- The Washington Times - Wednesday, September 7, 2005

Graves’ omen?

Every month, the National D-Day Museum in New Orleans displays an artifact of the month. The “Artifact of the Month — August 2005,” strapped around a museum mannequin in the weeks before Hurricane Katrina poured its floodwaters into New Orleans, is a merchant marine life jacket.

“A friend of mine wondered about damage to the D-Day Museum in New Orleans, so she checked their Web site — https://www.ddaymuseum.org/exhibits/artifact.html — to see if they had any information on hurricane damage. There was none, but she found their selection of the ‘artifact of the month’ for August somewhat disconcerting,” writes Inside the Beltway reader Stan Welli of Aurora, Ill.

The vest had saved the life of Troy Norris Graves on May 18, 1942, when his merchant vessel, SS William J. Salman, sailing from New Orleans to Antigua, was torpedoed and sunk by a German submarine.

The life jacket was Mr. Graves’ only possession when he and others who survived were plucked from the water. It hung unceremoniously in his family’s barn for more than 60 years until it was donated to the National D-Day Museum in December upon his death.

City cleansing?

In one man’s opinion, it is no coincidence that a hurricane named Katrina slammed into New Orleans.

Michael Brown, creator of the widely read SpiritDaily.com Web site — often dubbed the Catholic Drudge Report — tells LifeSiteNews.com that Katrina, a name that means “pure,” is a purification of New Orleans. Mr. Brown penned an article in 2001 that warned of certain disaster for New Orleans.

“There are few cities with so many good as New Orleans and also few cities where there is such a stark coexistence with the bad. It is this city, the Big Easy, that is home to kind and generous and Christian people … and yet also this city that has allowed evil to flourish in a way that has become truly dangerous,” Mr. Brown wrote.

He then warned: “When you invoke dark spirits, you get a storm. The very word hurricane comes from the Indian hurukan for evil spirit.”

Hearing talk of Sodom and Gomorrah, New Orleans City Council President Oliver Thomas conceded in recent days, “Maybe God’s going to cleanse us.”

‘Pro’ legacy

Turning to this week’s other big story, the National Clergy Council — representing Catholic, evangelical, Orthodox and Protestant church leaders — placed flowers in front of the Supreme Court yesterday before walking up the marble steps and into the Great Hall to pay final respects to the late Chief Justice William H. Rehnquist.

Leading the clergy, it so happens, was the Rev. Rob Schenck, who was a defendant in the case Schenck v. Pro-choice. It was Chief Justice Rehnquist who wrote the majority opinion in the case, upholding the rights of pro-life activists to distribute literature in front of abortion businesses.

As Mr. Schenck puts it: “Chief Justice Rehnquist left a wonderful pro-life, pro-family and pro-religious liberty legacy at the high court.”

Eeenie, meenie

Secretary of State Condoleezza Rice smiled broadly when President Bush, at yesterday’s Cabinet meeting, was asked about choosing a woman for the remaining Supreme Court vacancy.
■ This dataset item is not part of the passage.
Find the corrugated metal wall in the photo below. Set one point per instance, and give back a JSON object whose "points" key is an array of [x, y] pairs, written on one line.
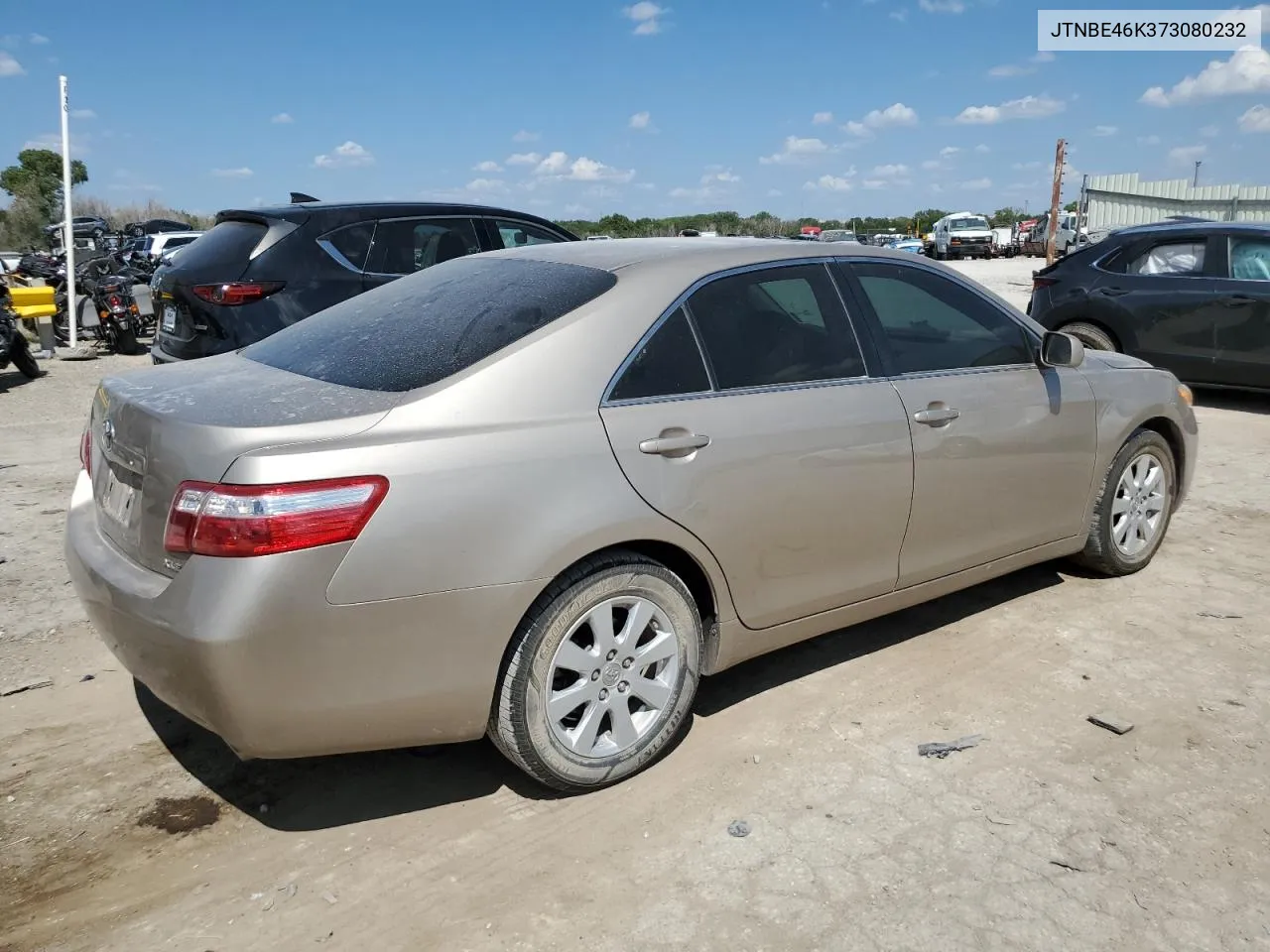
{"points": [[1116, 200]]}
Then realizing that Attorney General Alberto R. Gonzales was sitting directly across, Mr. Bush was quick to add that his name remained worthy of consideration.

A for Allen

Given that his surname leads the alphabet, Sen. George Allen, Virginia Republican, often gets top billing among long lists of politicians, including those attending the BAMPAC (Black America’s Political Action Committee) 2005 Biennial Dinner, featuring as keynote speaker National Football League Hall of Famer Lynn Swann.

Alphabet aside, Mr. Allen, son of legendary NFL coach George Allen, remains on top of two major polls as his party’s likely presidential nominee in 2008.

The board chairman of BAMPAC, whose purpose is to elect “tomorrow’s leaders,” is former presidential candidate Alan Keyes. The dinner will take place at the J.W. Marriott Hotel on Sept. 21.

Bid on Fonda

Charity Folks, a leading online charity auction venue, is helping raise money for the National Press Club by placing several intriguing items on the auction block, not the least valuable being an autographed picture of political activist Jane Fonda. Current bid: $280.

“Golden Confusion,” meanwhile, described as a stunning painting of bold colors and texture, is a creation of part-time artist Dan Berger, former chief of staff and political adviser to Rep. Katherine Harris, Florida Republican.

A financial service lobbyist, Mr. Berger’s works are owned by members of Congress and White House staff. Current bid: $555.